It is a consensus that the room does not stir up.
However, this consensus is basically only in theory, and the real situation in real life has now evolved into a pattern of “staying and robbing”.
Chongqing is just a microcosm.
The country's largest municipality with a population of 30 million, the actual urban population is only 8 million, plus 2 million permanent residents are only about 10 million. In 2016, the real estate sales area of Chongqing was more than 20 million square meters. In 2017, it was 36 million square meters. The sales in the first four months of this year have reached 11 million square meters. It is not surprising that the sales in 2018 will probably exceed 3000. Ten thousand square meters. 3 years is close to 80 million square meters, and 100 square meters is 800,000 sets, which is about one-tenth of the registered population. This kind of sales is so hot that even local developers are afraid of it. Many people give it in the open forum. The market is pouring cold water, reminding the market to enter the adjustment cycle in the second half of 2018, but, right now? The real situation is that "one room is hard to find", the developers' real estate is basically "second disc", investors are good, consumers are good, investment is good, just need, it has formed a common expectation, do not grab white not to grab , grab the white robbery, who will not grab the white?
Because the first-hand house and the second-hand house are upside down!
In order to control the excessive rise of housing prices, local governments now limit the price of second-hand housing in the market, and the price of second-hand housing in the market is controlled by the construction committee. The first-hand housing is far lower than the second-hand housing.
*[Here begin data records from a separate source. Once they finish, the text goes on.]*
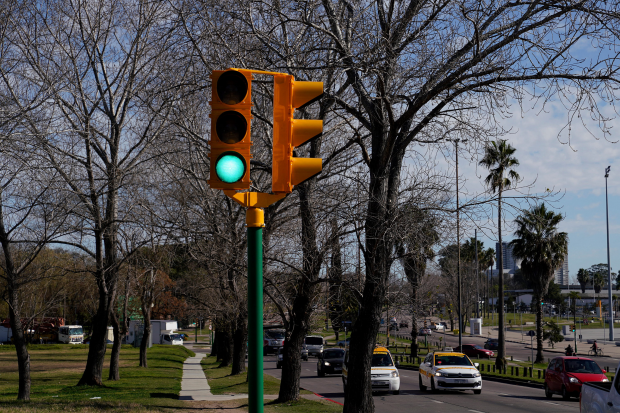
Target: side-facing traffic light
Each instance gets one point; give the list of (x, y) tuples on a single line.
[(289, 133), (230, 129)]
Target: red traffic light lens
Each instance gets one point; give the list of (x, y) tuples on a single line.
[(232, 87)]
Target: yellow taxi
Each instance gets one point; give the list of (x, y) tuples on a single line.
[(449, 371), (384, 374)]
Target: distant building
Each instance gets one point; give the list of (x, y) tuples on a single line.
[(510, 262), (561, 274)]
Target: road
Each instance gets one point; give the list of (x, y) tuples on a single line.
[(495, 397), (519, 350)]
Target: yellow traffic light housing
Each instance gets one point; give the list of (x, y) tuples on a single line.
[(231, 102), (289, 133)]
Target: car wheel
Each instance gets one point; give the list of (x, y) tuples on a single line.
[(422, 387), (565, 394)]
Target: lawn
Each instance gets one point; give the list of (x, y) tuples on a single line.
[(56, 369)]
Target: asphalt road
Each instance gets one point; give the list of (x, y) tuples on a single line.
[(495, 397), (519, 350)]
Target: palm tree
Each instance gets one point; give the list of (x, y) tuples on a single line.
[(499, 160), (583, 277), (542, 249)]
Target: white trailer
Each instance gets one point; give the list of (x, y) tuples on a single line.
[(162, 332)]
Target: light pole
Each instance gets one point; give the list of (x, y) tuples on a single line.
[(458, 239), (610, 306)]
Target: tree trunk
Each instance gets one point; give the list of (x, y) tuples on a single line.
[(225, 346), (116, 348), (240, 338), (539, 341), (96, 351), (216, 340), (146, 312), (500, 361), (21, 347)]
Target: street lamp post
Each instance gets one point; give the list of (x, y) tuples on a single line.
[(610, 306), (458, 239)]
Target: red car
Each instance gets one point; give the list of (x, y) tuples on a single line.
[(565, 375), (474, 350)]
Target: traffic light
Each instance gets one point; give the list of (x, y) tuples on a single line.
[(231, 93), (289, 133)]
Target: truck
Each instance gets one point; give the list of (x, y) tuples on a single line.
[(600, 397), (73, 334), (162, 332)]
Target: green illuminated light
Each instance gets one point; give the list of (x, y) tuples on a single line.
[(230, 168)]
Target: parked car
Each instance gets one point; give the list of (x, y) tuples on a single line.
[(344, 343), (449, 371), (474, 350), (438, 326), (600, 396), (565, 376), (383, 370), (491, 344), (330, 362)]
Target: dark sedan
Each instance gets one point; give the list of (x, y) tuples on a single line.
[(330, 362), (474, 350)]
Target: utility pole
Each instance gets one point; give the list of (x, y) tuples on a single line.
[(458, 240), (610, 306)]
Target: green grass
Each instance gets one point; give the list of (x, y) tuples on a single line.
[(56, 369), (221, 382)]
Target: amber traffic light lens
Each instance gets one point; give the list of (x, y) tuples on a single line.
[(232, 87), (231, 127)]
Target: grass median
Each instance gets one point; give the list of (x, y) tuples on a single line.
[(56, 369)]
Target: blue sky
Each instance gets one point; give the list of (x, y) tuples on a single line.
[(575, 168)]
Bank mortgages can also be leveraged. The arbitrage space thus formed is not stunned. Even if the whole house is bought, some people will line up to buy, and if they buy it, they will earn it. There is nothing new under the sun. A similar situation has appeared in Nanjing. Hangzhou has also appeared. Chongqing is just a re-enactment. The formation of such arbitrage space is artificial and the inevitable regulation is simple. Can the price be regulated? Price control is useful. What do we study about supply and demand, and we are full?
Expected management is the art of the door.
Well done, calm.
If you don't do well, get angry.
The Ministry of Housing and Urban-Rural Development recently talked about the heads of Chengdu and Taiyuan. They also talked about ten cities including Xi'an, Haikou, Sanya, Changchun, Harbin, Kunming, Dalian, Guiyang, Xuzhou and Foshan, emphasizing the real estate market regulation goals. Unshakable, the strength is not relaxed, this is the same signal released after the two ministers' passage.
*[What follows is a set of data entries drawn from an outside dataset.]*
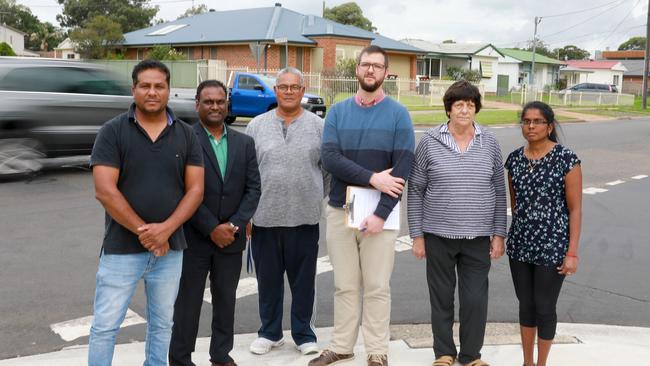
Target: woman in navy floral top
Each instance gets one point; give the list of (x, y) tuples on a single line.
[(545, 184)]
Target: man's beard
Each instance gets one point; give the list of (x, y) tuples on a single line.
[(370, 88)]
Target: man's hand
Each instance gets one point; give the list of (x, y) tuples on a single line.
[(224, 234), (418, 248), (154, 236), (386, 183), (496, 247), (372, 224), (162, 250)]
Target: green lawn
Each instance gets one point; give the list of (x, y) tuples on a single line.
[(491, 117)]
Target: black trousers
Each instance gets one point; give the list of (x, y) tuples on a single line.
[(470, 258), (224, 270), (293, 250), (537, 289)]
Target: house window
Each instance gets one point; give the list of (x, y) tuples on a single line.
[(299, 51), (340, 54), (486, 69), (283, 57)]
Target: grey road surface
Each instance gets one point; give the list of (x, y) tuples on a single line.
[(51, 227)]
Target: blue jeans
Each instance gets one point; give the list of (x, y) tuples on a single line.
[(117, 277)]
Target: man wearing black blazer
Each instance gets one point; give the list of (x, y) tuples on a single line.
[(215, 233)]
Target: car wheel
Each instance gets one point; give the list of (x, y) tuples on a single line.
[(230, 119), (19, 157)]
The cities that the Ministry of Housing and Urban-Rural Development interviewed have some common characteristics: First, the second-tier cities are not the first-line or new-tier cities that have led the rise, and they have a compensatory nature to some extent. Second, the regulation of these cities is not strong. The investor has a certain space; the third is that the local government’s “grab man” reason has actually relaxed the restrictions on the settlement and purchase of foreign residents, and even introduced relevant subsidies to stimulate short-term housing prices to some extent. Obviously, this and the central The tone is uncoordinated and uncoordinated, but the effect of the interview, no one can be sure, the water skin is worried about the counterproductive, the formation of the price limit and the opposite of the regulation of the expectations, resulting in irrational panic buying.
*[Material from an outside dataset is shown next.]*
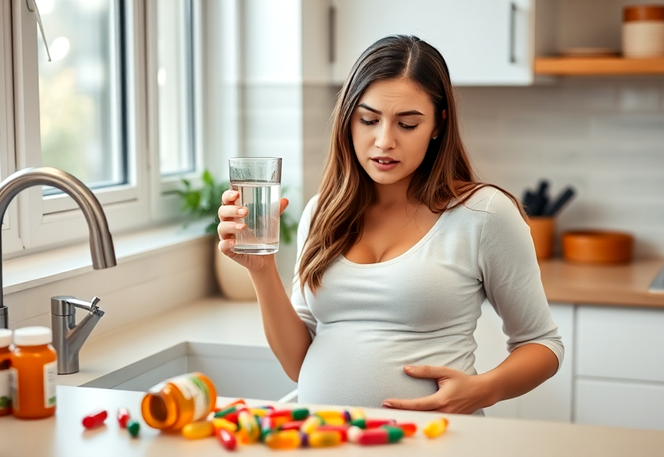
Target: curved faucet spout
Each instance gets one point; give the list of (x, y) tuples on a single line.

The price "dual track system" is a special means in the special period and specific stage of China's marketization process. It is a gradual strategy for breaking through the rigid system of the planned economy. The side effects are also obvious. The formation of arbitrage space is also the process of rent-seeking space formation. Corruption is accompanied by it. Today, 40 years of reform and opening up, the real estate market actually has two prices, the first-hand housing market and the second-hand housing market. This must not be progress but backward.
Expectations are mutually influential. “Is it difficult to find a house” to panic investors, will developers be quiet? Statistics show that the growth rate of investment in real estate development in the country is experiencing a huge rebound. From January to December 2017, this figure has dropped from the high point of 9.3% of the year to 7.0%, but in the January-March period of 2018, this figure is currently It is already 10.4%, of which the growth rate of residential investment is even larger, at 13.3%, while the relative figure is 6.9% at the end of 2016, the absolute investment is 1,02581 billion, the year of 2017 is 1,097.9 billion, and the year of January 2018 is 1,212.9 billion. Will the developer wear "red shoes" to the rhythm that can't stop and eventually the capital chain breaks?
(Original title: Housing price "dual track system" is not alone. Who broke the expectations of regulation?)